OpenAI’s latest funding round valued the ChatGPT maker at $840bn as Big Tech piled into the $110bn blockbuster round, signaling the AI investment race is alive and well despite recent fears of a valuation bubble.
The private capital raise ranks among the largest on record and comes ahead of the company’s anticipated public offering later this year. According to the company, the round includes a $30bn investment from Japan’s SoftBank, $30bn from chipmaker Nvidia, and $50bn from Amazon. Additional investors are expected to participate as the round progresses.
The funding is expected to strengthen OpenAI’s position in an increasingly competitive artificial intelligence market. Rivals such as Anthropic and Google have expanded their offerings in recent months, intensifying pressure on OpenAI to maintain its technological lead.
OpenAI said it plans to deploy Nvidia’s latest Rubin systems, representing five gigawatts of computing capacity, an amount of energy sufficient to power millions of US homes. The company is targeting approximately $600bn in total compute spending through 2030 as it scales its infrastructure.

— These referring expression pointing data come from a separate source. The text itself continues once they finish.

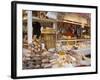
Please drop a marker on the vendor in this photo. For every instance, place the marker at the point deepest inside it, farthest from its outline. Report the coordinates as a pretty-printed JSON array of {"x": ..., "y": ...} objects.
[{"x": 36, "y": 29}]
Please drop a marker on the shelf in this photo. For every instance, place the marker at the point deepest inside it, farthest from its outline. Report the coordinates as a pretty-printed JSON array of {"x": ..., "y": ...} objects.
[{"x": 74, "y": 39}]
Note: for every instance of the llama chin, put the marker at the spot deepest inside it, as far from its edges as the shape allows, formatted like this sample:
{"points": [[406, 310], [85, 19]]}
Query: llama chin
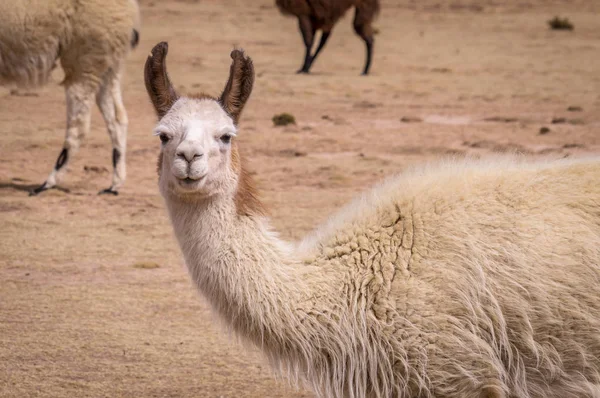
{"points": [[91, 39]]}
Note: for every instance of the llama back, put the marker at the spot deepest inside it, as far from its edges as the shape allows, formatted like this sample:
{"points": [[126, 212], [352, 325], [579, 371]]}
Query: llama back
{"points": [[488, 274]]}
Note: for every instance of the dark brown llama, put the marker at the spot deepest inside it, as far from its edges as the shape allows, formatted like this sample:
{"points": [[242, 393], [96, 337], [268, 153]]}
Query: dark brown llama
{"points": [[322, 15]]}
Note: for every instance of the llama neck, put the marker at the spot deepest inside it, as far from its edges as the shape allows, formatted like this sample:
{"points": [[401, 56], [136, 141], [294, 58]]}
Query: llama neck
{"points": [[241, 267]]}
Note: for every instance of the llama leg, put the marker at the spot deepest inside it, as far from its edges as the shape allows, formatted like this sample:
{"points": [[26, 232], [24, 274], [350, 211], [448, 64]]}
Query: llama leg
{"points": [[79, 103], [113, 111], [324, 37], [308, 35], [363, 28]]}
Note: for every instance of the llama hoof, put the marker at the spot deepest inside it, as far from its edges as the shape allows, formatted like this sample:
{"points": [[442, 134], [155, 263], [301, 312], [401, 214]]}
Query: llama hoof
{"points": [[38, 190], [108, 191]]}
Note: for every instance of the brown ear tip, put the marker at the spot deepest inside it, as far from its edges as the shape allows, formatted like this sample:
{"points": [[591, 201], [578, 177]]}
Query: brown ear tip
{"points": [[160, 49], [239, 53]]}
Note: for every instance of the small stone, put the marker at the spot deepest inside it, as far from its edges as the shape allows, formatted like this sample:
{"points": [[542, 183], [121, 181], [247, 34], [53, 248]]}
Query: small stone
{"points": [[544, 130]]}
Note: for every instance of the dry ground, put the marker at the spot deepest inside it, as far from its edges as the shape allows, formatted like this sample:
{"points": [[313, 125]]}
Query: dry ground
{"points": [[94, 298]]}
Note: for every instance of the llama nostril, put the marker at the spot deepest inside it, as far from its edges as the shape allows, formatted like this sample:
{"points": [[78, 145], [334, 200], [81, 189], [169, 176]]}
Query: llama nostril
{"points": [[188, 155]]}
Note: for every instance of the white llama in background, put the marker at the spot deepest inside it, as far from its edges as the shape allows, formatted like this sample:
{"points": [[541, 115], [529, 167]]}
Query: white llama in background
{"points": [[471, 279], [91, 38]]}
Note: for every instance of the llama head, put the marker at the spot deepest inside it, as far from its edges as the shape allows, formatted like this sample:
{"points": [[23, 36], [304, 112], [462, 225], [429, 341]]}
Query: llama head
{"points": [[198, 156]]}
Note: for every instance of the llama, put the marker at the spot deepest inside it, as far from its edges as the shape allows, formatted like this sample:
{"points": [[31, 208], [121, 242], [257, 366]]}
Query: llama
{"points": [[91, 38], [322, 15], [471, 279]]}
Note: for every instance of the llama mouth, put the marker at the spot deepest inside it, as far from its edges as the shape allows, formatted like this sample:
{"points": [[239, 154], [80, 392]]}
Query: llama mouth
{"points": [[188, 182]]}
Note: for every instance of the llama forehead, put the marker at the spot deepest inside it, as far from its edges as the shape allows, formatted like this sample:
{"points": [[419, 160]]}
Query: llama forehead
{"points": [[198, 117]]}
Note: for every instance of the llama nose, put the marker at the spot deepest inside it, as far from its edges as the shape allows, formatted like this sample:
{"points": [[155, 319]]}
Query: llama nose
{"points": [[189, 153]]}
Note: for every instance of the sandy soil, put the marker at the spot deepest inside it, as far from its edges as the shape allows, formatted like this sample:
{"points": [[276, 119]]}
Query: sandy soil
{"points": [[94, 298]]}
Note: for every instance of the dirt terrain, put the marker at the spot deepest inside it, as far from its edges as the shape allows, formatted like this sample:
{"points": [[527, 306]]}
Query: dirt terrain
{"points": [[95, 300]]}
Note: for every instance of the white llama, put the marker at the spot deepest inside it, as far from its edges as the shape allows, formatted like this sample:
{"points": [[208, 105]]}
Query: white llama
{"points": [[91, 39], [474, 279]]}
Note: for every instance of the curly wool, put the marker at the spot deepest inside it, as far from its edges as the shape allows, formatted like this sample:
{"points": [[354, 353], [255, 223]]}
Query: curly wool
{"points": [[88, 37]]}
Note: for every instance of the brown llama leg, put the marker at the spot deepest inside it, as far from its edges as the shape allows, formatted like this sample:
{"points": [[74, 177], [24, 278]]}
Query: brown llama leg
{"points": [[308, 31], [362, 26]]}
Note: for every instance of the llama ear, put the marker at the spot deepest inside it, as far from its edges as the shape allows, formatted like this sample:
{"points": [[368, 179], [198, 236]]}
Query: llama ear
{"points": [[239, 86], [159, 87]]}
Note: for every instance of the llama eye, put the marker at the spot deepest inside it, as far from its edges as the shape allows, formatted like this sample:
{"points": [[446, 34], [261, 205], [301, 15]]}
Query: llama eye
{"points": [[226, 138], [164, 138]]}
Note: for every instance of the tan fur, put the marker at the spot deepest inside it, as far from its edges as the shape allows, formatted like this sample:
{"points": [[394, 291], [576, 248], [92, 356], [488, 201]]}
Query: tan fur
{"points": [[88, 37], [91, 39], [464, 279], [246, 198]]}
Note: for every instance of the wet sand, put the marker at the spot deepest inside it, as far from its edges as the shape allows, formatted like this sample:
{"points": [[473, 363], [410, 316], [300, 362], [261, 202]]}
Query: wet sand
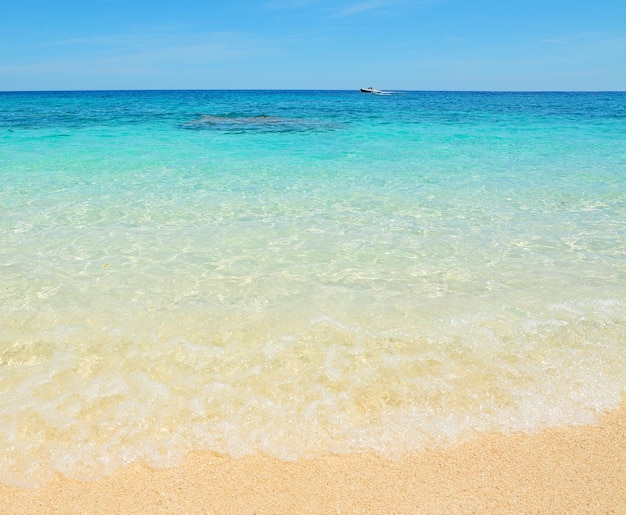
{"points": [[565, 470]]}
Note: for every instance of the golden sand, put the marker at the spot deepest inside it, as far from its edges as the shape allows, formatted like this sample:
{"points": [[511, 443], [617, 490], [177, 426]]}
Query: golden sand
{"points": [[565, 470]]}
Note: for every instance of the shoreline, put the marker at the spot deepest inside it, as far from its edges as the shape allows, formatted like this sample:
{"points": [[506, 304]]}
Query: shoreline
{"points": [[579, 469]]}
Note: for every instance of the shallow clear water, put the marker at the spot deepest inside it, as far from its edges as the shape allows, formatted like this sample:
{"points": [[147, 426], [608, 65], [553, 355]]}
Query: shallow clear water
{"points": [[299, 273]]}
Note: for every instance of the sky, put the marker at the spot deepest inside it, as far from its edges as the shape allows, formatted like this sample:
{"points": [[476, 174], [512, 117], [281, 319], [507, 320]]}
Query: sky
{"points": [[468, 45]]}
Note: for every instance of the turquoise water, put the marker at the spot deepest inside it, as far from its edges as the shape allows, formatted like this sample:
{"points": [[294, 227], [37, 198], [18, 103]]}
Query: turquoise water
{"points": [[302, 273]]}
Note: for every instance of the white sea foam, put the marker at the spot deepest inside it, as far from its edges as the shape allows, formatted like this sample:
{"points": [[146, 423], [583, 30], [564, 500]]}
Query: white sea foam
{"points": [[416, 276]]}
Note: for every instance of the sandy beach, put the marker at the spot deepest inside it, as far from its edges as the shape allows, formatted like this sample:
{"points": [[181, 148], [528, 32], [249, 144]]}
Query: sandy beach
{"points": [[566, 470]]}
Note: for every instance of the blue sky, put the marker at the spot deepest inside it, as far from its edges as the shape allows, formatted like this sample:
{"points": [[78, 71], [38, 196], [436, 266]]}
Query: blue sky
{"points": [[313, 44]]}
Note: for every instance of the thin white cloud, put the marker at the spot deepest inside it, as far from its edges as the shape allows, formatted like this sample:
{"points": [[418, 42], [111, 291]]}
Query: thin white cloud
{"points": [[362, 7]]}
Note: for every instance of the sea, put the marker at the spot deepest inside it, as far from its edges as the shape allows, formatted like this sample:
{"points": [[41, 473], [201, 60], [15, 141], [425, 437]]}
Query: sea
{"points": [[303, 273]]}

Nvidia’s investment deepens its financial ties with OpenAI, one of its largest customers. The chipmaker has faced scrutiny from shareholders after announcing it would channel more capital into the AI ecosystem rather than prioritising share buybacks. It was not immediately clear whether Nvidia’s new $30bn commitment replaces or supplements a previously announced plan to invest up to $100bn.
SoftBank said its total investment in OpenAI would rise to $64.6bn, giving it an ownership stake of about 13 per cent.

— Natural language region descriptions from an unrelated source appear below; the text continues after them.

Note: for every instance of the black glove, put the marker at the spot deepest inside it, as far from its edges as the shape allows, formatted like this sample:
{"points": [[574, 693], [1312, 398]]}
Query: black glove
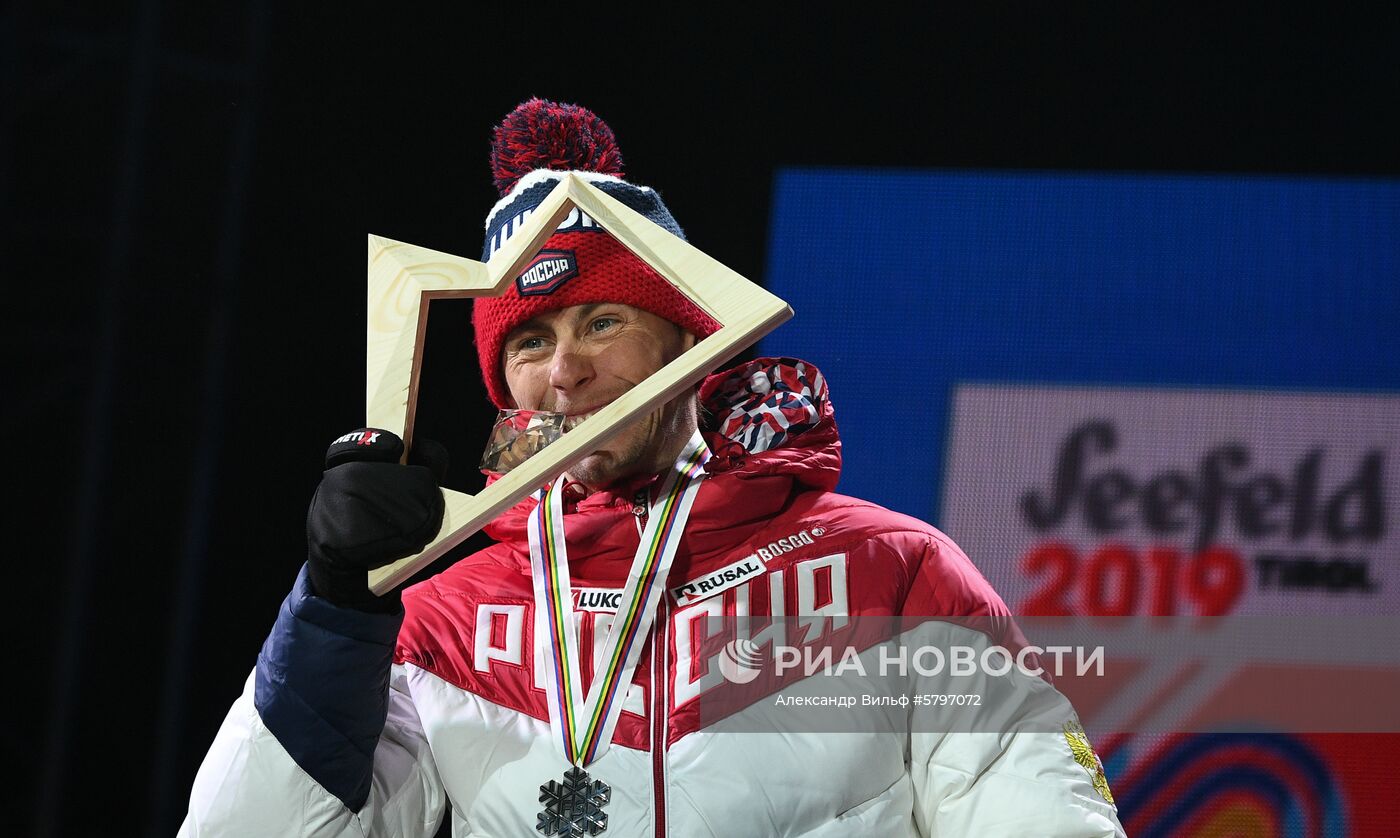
{"points": [[371, 511]]}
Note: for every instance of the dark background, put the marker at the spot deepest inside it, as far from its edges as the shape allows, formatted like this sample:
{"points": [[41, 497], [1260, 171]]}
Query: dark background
{"points": [[185, 189]]}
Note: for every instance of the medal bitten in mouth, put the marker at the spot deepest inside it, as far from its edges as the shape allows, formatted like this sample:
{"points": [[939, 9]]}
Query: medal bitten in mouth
{"points": [[520, 434]]}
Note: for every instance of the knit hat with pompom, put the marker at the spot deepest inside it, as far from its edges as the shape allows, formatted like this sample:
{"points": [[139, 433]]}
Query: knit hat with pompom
{"points": [[581, 263]]}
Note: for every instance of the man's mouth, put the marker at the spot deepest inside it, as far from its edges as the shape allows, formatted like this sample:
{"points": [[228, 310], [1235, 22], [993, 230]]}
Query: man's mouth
{"points": [[573, 420]]}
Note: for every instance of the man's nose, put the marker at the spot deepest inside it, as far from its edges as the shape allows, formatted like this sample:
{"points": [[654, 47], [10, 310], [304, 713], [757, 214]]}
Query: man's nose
{"points": [[570, 368]]}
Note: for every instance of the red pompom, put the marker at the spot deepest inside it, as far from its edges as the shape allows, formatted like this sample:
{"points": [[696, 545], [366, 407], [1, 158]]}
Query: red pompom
{"points": [[543, 135]]}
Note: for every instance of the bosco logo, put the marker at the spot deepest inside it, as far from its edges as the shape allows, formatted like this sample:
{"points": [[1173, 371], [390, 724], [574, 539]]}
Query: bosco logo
{"points": [[546, 273]]}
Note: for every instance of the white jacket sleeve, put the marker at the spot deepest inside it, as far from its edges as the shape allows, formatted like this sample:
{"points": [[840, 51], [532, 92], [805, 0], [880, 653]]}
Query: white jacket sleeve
{"points": [[248, 784], [1015, 764]]}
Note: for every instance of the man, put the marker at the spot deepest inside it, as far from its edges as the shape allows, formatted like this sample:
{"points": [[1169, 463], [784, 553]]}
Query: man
{"points": [[553, 683]]}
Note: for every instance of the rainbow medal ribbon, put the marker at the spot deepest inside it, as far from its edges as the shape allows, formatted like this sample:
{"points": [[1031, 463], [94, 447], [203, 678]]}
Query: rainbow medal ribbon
{"points": [[583, 725]]}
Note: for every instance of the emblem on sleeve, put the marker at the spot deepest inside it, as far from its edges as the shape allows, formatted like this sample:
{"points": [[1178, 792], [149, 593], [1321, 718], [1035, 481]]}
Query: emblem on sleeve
{"points": [[1084, 756]]}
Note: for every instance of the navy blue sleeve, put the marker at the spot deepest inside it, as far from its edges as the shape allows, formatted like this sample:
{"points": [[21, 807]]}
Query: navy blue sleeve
{"points": [[322, 689]]}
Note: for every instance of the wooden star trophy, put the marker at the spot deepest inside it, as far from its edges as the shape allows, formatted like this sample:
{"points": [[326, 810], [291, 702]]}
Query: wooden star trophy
{"points": [[405, 279]]}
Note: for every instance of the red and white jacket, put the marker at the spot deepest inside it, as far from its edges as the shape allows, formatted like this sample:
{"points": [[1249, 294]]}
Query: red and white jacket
{"points": [[357, 725]]}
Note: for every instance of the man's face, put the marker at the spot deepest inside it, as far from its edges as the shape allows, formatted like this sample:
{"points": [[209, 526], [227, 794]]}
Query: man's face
{"points": [[580, 358]]}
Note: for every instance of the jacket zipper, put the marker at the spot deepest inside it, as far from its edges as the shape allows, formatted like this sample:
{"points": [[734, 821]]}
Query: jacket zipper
{"points": [[658, 686], [660, 690]]}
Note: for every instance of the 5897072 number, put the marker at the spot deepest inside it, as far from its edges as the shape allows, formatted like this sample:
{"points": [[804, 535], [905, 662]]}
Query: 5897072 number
{"points": [[1117, 581]]}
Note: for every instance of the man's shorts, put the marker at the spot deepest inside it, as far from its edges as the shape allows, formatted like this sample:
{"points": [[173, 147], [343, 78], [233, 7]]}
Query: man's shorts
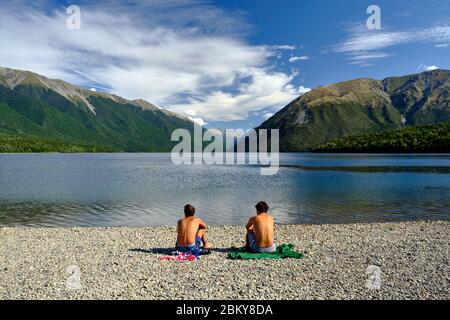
{"points": [[191, 248], [254, 247]]}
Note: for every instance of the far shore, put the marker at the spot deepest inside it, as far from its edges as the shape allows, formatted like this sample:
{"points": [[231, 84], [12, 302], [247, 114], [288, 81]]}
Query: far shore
{"points": [[405, 260]]}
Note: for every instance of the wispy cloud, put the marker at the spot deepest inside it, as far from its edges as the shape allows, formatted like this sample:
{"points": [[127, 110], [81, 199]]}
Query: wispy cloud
{"points": [[423, 67], [365, 46], [180, 54], [301, 58]]}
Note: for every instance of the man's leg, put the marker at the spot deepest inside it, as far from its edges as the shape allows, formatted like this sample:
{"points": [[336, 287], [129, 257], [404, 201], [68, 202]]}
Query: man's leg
{"points": [[202, 234]]}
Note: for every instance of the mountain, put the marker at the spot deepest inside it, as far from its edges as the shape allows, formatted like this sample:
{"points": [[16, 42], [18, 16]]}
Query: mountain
{"points": [[54, 113], [362, 106], [432, 138]]}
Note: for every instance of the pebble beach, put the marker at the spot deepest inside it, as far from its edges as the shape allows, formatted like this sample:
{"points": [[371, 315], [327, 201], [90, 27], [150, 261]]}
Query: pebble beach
{"points": [[406, 260]]}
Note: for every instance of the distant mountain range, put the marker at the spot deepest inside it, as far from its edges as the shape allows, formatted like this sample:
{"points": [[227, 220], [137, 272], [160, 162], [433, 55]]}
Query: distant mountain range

The funding round also cements a broader partnership with Amazon. Alongside its $50bn investment, OpenAI has agreed to use two gigawatts of computing capacity powered by Amazon’s Trainium AI chips. The companies are expanding an existing cloud agreement, with OpenAI committing to spend an additional $100bn on Amazon Web Services over the next eight years. AWS will serve as the exclusive third-party cloud provider for OpenAI Frontier, the company’s enterprise platform for AI agents.

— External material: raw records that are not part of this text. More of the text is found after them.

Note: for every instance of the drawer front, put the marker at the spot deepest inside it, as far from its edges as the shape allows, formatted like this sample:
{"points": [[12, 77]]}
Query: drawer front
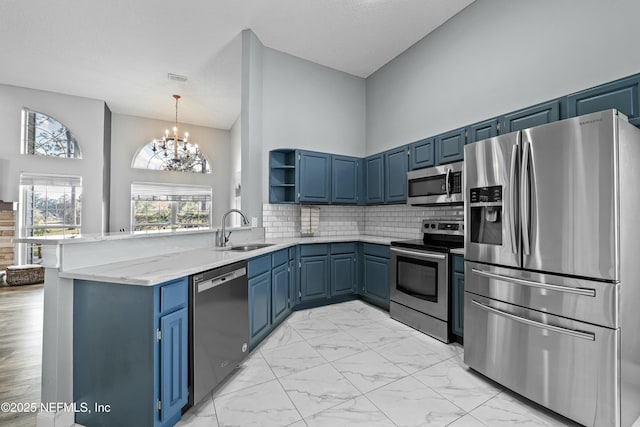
{"points": [[173, 295], [315, 249], [376, 250], [458, 263], [343, 248], [258, 265], [279, 257], [574, 375], [583, 300]]}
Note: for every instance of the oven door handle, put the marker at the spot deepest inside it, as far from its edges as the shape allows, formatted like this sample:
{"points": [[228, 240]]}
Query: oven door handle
{"points": [[421, 255], [566, 289], [571, 332]]}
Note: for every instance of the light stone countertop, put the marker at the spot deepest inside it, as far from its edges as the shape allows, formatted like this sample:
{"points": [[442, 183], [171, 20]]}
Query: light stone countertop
{"points": [[154, 270]]}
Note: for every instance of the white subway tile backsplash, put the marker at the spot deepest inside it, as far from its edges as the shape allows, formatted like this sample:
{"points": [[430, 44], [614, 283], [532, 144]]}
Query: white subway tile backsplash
{"points": [[400, 221]]}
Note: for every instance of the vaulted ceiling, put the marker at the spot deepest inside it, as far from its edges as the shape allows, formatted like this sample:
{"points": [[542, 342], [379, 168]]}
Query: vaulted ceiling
{"points": [[121, 51]]}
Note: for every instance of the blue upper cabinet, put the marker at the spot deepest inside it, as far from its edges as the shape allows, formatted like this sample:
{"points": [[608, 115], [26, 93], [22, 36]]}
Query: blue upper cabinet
{"points": [[374, 179], [282, 176], [395, 175], [537, 115], [422, 154], [621, 95], [450, 146], [346, 175], [482, 130], [313, 173]]}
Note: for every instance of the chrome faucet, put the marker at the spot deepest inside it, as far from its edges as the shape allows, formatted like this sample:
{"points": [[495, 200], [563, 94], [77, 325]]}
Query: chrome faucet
{"points": [[221, 239]]}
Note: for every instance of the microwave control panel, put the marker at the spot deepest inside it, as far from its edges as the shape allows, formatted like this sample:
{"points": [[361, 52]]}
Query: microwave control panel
{"points": [[456, 184], [486, 194]]}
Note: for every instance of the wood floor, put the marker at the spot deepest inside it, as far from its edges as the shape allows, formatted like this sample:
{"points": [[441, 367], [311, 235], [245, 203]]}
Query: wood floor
{"points": [[20, 350]]}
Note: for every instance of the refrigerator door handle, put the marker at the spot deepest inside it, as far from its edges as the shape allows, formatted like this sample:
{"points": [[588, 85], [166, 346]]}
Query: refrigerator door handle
{"points": [[577, 334], [525, 197], [512, 197], [559, 288], [447, 185]]}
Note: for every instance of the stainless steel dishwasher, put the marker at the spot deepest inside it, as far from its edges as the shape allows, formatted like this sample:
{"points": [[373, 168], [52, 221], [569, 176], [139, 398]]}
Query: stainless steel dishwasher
{"points": [[219, 327]]}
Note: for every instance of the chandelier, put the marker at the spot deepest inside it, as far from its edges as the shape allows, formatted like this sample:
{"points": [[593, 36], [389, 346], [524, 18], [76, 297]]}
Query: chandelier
{"points": [[176, 153]]}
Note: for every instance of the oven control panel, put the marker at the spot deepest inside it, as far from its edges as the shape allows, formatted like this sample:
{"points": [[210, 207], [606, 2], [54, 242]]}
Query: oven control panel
{"points": [[443, 227]]}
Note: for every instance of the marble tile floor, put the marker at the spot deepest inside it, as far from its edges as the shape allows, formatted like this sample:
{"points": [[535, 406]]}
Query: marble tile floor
{"points": [[350, 364]]}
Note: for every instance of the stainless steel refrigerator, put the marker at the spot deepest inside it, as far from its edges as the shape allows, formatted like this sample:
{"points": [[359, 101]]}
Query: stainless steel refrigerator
{"points": [[552, 265]]}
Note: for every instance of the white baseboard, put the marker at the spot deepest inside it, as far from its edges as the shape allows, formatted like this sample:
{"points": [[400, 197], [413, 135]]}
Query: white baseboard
{"points": [[56, 419]]}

The expanded partnership does not alter OpenAI’s relationship with Microsoft, which remains the exclusive cloud provider for OpenAI’s APIs through Microsoft Azure.
OpenAI said ChatGPT now serves more than 900 million weekly active users and has surpassed 50 million consumer subscribers. January and February are on track to be the company’s strongest months for subscriber growth, underscoring sustained demand even as technology stocks face volatility in 2026.